Each week, I take some time to reflect on one of the lectionary passages for the upcoming Sunday. Sorry it is so late this week. I've had a bad case of writer's block which probably will bear itself out in this entry. This week for the third Sunday of Easter, we're going to look at the gospel reading: Luke 24:36-48.
This post-resurrection appearance is a quirky passage. At least that's how I read it. I think I find the passage quirky because the main point seems to be "The resurrected Jesus isn't a ghost." Luke goes to great pains to make this point. Jesus shows the disciples his scars. He asks for food and eats. Jesus even points that ghosts don't have flesh and bone. He does everything short of challenging Bill Murray and company to point their proton packs at him and give it their best shot.

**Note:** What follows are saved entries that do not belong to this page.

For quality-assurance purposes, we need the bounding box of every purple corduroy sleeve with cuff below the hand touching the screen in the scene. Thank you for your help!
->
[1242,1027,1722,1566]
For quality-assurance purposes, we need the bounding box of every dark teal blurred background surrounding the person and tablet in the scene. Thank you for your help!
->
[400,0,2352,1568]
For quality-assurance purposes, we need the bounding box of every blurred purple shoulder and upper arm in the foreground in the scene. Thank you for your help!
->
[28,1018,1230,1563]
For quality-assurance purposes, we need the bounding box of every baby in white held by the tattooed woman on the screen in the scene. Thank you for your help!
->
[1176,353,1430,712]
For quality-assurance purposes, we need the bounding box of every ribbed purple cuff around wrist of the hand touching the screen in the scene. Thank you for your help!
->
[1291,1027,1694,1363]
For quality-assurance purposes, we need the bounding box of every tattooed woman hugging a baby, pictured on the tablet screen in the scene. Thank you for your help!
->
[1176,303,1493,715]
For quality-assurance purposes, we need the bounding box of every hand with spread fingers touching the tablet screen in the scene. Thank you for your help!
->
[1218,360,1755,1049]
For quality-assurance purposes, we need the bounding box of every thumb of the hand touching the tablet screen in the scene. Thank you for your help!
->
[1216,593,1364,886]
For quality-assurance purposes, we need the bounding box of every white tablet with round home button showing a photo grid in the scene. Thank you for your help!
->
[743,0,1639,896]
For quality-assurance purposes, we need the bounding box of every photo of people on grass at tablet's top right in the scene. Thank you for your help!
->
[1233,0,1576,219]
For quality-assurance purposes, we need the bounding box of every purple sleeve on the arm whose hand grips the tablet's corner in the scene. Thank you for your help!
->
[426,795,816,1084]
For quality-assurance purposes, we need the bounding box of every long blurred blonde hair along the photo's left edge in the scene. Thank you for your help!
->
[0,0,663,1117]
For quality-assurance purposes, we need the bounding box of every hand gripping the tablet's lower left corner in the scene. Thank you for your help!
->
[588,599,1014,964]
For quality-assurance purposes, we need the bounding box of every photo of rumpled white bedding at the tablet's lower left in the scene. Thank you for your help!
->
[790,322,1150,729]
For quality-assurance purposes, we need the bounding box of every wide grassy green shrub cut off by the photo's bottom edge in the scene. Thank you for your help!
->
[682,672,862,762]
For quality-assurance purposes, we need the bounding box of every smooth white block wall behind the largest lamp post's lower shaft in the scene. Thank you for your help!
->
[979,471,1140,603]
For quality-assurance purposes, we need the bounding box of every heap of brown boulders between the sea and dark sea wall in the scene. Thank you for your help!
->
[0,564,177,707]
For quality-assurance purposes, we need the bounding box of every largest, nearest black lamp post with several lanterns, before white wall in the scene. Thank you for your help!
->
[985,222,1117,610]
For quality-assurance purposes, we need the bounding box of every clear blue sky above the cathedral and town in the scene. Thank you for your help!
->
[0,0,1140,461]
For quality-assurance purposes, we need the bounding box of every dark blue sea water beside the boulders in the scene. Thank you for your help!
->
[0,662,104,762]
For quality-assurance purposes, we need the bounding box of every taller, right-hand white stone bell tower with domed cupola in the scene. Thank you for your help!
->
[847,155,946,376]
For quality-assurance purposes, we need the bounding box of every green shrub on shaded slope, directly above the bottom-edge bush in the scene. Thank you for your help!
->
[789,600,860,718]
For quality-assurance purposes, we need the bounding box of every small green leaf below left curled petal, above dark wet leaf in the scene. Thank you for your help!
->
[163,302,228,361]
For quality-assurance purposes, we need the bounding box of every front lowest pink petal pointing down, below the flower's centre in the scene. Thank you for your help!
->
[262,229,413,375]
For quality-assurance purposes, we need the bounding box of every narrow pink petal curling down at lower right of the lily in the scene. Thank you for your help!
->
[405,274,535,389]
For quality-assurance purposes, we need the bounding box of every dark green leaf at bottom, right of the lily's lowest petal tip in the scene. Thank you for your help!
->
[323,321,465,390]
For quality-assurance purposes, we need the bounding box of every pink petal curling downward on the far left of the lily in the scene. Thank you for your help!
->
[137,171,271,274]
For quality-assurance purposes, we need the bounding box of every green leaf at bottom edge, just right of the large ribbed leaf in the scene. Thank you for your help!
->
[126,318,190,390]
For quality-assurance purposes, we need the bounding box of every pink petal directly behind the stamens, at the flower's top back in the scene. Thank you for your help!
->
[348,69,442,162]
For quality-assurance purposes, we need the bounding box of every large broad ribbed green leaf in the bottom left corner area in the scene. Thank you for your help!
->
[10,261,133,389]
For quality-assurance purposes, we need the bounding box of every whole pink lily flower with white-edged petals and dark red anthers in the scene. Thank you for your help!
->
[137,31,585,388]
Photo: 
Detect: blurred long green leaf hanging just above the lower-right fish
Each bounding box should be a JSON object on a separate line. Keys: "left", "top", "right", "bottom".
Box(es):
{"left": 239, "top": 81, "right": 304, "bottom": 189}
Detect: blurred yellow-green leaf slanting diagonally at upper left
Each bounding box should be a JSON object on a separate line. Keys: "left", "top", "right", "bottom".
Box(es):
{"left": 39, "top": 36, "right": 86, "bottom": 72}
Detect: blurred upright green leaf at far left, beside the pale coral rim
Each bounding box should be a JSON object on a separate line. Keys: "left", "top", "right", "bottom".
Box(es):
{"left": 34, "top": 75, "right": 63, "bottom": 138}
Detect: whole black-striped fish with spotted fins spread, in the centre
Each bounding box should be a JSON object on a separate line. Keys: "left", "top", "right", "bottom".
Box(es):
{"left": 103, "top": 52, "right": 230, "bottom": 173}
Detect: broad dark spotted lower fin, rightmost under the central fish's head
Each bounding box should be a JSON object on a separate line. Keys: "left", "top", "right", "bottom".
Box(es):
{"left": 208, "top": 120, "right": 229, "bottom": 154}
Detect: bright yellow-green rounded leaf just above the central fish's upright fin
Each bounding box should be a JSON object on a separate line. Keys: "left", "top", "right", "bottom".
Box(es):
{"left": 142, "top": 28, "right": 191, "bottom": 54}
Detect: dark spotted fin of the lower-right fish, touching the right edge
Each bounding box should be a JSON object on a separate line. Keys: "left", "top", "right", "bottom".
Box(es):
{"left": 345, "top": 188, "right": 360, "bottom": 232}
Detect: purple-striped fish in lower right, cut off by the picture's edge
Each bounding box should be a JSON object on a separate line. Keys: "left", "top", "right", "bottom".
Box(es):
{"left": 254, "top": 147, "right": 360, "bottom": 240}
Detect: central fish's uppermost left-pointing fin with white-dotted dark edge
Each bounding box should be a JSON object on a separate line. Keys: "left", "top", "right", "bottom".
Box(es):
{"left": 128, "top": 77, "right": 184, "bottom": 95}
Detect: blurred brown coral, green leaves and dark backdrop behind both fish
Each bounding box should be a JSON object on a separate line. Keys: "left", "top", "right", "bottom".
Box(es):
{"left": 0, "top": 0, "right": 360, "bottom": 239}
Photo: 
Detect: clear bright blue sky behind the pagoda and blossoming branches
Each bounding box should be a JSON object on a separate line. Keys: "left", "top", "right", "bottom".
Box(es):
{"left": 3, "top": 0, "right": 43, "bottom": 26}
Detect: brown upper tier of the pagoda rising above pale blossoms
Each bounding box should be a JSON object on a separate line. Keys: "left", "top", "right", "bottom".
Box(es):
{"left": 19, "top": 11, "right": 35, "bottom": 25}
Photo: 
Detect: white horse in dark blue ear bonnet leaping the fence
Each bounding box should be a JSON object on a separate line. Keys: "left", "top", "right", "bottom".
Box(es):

It makes for an odd little scene, but there always seems to be an effort to turn Jesus into a ghost. Gnosticism, which arose in early Christianity, believed that our physical forms were corrupted and thus attested that throughout his time on earth Jesus was solely a spiritual being who merely appeared to have a body. Others have come along to say that Jesus never actually existed. While most historians would affirm that Jesus did walk the earth, a fair number would have (reasonable) problems with the resurrection. He was a great teacher, they would say, but the talk of a bodily resurrection are flights of fantasy.
As Christians today, I think we sometimes render the resurrection as a ghost story as well. It's not that people do not believe in the resurrection, but we overemphasize a spiritual resurrection of the dead and then put all our focus on the faith being about the afterlife. We neglect the fact that resurrection, for Jesus, actually meant continuing ministry on earth. After the resurrection, Jesus was not just a floating guy in a white robe in heaven. He still ate food. He still got dust on his feet. He still did amazing signs for his followers.
It reads a bit forced, but I think this (and other reasons) are why Luke asserted that Jesus did truly rise from the dead. It is not only a demonstration of God's power but it is a testimony to the ongoing missio dei represented by Jesus and then his followers and then us. As hard as it is to believe sometimes, the gospel is not just a ghost story or a fairy tale to give us warm fuzzies about what happens after we die. It is why generations of Christians have affirmed their belief in the resurrection in the creeds. Our God is not a ghost; a vague, floating, spiritual concept. God is something real and true.